No Brasil, o maior desafio tem sido expressar, por meio de políticas públicas consistentemente concebidas, acompanhadas e avaliadas, esse entendimento sobre a importância estratégica do mar.
Passados 25 anos de sua última revisão, uma nova Política Marítima Nacional se apresenta como solução indispensável para que o País empreenda as transformações necessárias para a implementação de uma estratégia nacional para o mar – apresentando um modelo de desenvolvimento firmado no uso econômico e sustentável dos oceanos.
Entendendo a transversalidade, importância e complexidade do tema, a Marinha do Brasil propôs ao ministro de Estado da Defesa a criação de um grupo de trabalho interministerial, integrado por representantes de 13 ministérios, visando à reformulação da atual Política Marítima Nacional.
Os resultados concretos dessa política multissetorial serão vistos com a efetiva integração e o engajamento dos múltiplos atores, instituições e entidades públicas e privadas que atuam no mar ou dele se beneficiam. A participação da sociedade e dos diversos grupos de interesse envolvidos é primordial nessa construção.
Também merece destaque a nossa promissora Marinha Mercante.
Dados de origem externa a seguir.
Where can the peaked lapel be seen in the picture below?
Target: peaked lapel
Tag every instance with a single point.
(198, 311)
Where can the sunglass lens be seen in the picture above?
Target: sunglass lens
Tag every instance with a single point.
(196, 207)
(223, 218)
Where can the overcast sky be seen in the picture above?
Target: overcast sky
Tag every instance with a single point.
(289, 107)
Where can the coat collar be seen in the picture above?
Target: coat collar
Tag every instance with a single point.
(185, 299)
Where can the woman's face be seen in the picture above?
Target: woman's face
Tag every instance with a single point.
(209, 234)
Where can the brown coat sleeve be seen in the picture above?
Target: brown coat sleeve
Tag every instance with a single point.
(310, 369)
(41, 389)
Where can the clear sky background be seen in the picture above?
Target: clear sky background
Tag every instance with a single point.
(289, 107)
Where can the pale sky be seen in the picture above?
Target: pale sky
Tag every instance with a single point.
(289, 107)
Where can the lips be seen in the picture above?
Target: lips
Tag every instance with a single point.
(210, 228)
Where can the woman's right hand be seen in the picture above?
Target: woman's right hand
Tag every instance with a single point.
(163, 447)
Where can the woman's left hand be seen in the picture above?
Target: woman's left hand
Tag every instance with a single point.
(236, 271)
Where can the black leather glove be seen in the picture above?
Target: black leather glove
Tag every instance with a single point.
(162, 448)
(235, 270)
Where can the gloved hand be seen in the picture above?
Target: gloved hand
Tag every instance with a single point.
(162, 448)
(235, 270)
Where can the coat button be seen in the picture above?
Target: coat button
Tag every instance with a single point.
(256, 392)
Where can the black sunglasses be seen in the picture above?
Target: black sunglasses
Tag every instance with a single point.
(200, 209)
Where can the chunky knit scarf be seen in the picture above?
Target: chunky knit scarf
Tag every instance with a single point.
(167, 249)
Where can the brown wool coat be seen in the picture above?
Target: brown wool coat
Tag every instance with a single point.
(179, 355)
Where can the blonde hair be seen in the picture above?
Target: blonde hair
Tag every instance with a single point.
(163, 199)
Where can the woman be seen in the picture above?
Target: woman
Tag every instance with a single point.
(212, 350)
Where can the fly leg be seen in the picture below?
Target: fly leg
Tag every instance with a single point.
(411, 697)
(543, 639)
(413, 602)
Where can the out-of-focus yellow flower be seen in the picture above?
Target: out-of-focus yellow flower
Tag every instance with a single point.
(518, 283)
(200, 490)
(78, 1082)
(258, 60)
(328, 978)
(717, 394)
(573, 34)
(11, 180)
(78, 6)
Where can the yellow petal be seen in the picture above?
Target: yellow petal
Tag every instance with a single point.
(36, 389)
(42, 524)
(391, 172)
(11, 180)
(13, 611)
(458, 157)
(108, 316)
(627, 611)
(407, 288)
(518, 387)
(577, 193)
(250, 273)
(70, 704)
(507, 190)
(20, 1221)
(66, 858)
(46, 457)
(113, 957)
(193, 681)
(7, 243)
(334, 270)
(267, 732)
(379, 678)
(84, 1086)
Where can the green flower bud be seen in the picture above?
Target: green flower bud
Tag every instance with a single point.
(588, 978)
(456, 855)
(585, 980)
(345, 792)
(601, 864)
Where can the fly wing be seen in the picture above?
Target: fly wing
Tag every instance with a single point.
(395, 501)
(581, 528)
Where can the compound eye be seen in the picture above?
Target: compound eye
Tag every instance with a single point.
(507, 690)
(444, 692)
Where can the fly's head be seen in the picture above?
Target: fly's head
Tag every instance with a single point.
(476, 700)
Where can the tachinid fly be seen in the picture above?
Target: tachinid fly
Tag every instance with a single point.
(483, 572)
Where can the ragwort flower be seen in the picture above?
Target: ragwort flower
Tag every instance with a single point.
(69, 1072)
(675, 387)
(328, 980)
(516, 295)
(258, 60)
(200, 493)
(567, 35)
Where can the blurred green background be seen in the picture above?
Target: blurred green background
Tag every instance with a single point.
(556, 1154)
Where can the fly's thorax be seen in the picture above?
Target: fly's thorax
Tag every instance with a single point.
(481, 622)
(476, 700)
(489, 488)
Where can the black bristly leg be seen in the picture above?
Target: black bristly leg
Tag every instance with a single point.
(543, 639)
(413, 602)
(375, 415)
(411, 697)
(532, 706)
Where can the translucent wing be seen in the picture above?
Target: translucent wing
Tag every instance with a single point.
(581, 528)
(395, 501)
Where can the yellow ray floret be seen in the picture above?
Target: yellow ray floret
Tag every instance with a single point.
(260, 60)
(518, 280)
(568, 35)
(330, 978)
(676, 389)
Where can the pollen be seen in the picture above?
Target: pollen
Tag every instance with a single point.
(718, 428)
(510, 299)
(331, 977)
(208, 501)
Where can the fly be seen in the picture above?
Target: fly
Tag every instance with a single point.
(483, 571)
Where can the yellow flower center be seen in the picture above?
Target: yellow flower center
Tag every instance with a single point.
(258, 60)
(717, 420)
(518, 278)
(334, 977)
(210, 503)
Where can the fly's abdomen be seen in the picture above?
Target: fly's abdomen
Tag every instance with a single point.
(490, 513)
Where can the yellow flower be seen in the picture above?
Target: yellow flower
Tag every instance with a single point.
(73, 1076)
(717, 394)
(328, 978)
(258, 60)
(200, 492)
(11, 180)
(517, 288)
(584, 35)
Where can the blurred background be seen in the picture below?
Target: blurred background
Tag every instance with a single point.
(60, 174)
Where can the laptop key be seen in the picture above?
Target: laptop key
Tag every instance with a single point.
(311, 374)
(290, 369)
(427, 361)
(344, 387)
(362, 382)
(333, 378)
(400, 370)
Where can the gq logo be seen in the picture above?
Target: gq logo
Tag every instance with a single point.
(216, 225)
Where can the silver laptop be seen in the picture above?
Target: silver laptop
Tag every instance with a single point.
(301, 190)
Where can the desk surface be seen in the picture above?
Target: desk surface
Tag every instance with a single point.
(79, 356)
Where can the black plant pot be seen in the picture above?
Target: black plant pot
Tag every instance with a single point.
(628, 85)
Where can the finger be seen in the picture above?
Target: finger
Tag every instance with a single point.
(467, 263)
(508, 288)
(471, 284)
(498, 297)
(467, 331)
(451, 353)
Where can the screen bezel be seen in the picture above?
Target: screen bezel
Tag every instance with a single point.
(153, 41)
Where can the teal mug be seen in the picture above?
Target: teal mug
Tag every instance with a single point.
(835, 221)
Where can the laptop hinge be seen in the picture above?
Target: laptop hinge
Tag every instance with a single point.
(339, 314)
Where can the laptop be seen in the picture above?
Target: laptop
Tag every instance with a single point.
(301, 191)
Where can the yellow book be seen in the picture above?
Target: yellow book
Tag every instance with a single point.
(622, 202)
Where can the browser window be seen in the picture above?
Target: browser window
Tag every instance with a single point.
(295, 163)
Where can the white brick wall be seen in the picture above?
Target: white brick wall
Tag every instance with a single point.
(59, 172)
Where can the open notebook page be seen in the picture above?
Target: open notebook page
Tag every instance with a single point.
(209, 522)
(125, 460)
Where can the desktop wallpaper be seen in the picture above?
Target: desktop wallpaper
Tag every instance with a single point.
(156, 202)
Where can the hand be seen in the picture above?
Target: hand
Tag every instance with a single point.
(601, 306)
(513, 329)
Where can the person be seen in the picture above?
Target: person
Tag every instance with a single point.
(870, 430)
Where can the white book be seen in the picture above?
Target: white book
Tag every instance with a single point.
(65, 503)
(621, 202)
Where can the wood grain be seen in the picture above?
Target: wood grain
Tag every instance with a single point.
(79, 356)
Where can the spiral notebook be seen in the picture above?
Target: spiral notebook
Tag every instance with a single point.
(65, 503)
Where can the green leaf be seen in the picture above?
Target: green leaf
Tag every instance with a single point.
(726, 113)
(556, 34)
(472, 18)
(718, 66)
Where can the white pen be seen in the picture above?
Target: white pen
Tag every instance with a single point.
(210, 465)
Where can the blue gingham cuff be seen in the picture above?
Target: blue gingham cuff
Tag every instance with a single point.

Ante o projetado cenário de crescimento da demanda pelo setor de transporte marítimo, que responde pela quase totalidade do comércio exterior do Brasil, faz-se mister dispor de tripulantes adequadamente formados e qualificados, de uma frota plenamente dimensionada para o atendimento daquela demanda, de uma infraestrutura portuária robusta e moderna, bem como de serviços compatíveis com os rígidos padrões internacionais de produção, transporte e regulação.
Por outro lado, o mar também pode ser via para ilícitos e ameaças, como pirataria, terrorismo e tráfico de drogas. Recentemente o Brasil foi alcançado por uma dessas ameaças, cujos efeitos transcenderam para outras esferas, como a econômica e a social: desde setembro vivenciamos uma severa agressão, com vários pontos do litoral nordestino atingidos por óleo bruto, decorrente de um crime ambiental.
A garantia da soberania nos nossos mares é, portanto, fundamental para o aproveitamento de suas potencialidades, o que reforça a necessidade de o País dispor de uma Marinha moderna e adequadamente equipada, compatível com a dimensão das águas jurisdicionais brasileiras e com a inserção política estratégica almejada pelo Brasil no cenário internacional. Por sua grande extensão, também é necessário dispor de sistemas de monitoramento e vigilância com alcance que permita identificar ameaças e situações que requeiram pronta resposta do Estado brasileiro.
Por fim, é importante ressaltar que o Dia Nacional da Amazônia Azul foi instituído com o propósito precípuo de darmos o primeiro e mais importante passo para a conscientização do povo brasileiro quanto ao imenso patrimônio existente em nossas águas, o qual, mesmo ainda incalculável, pertence ao Brasil e a todos os brasileiros.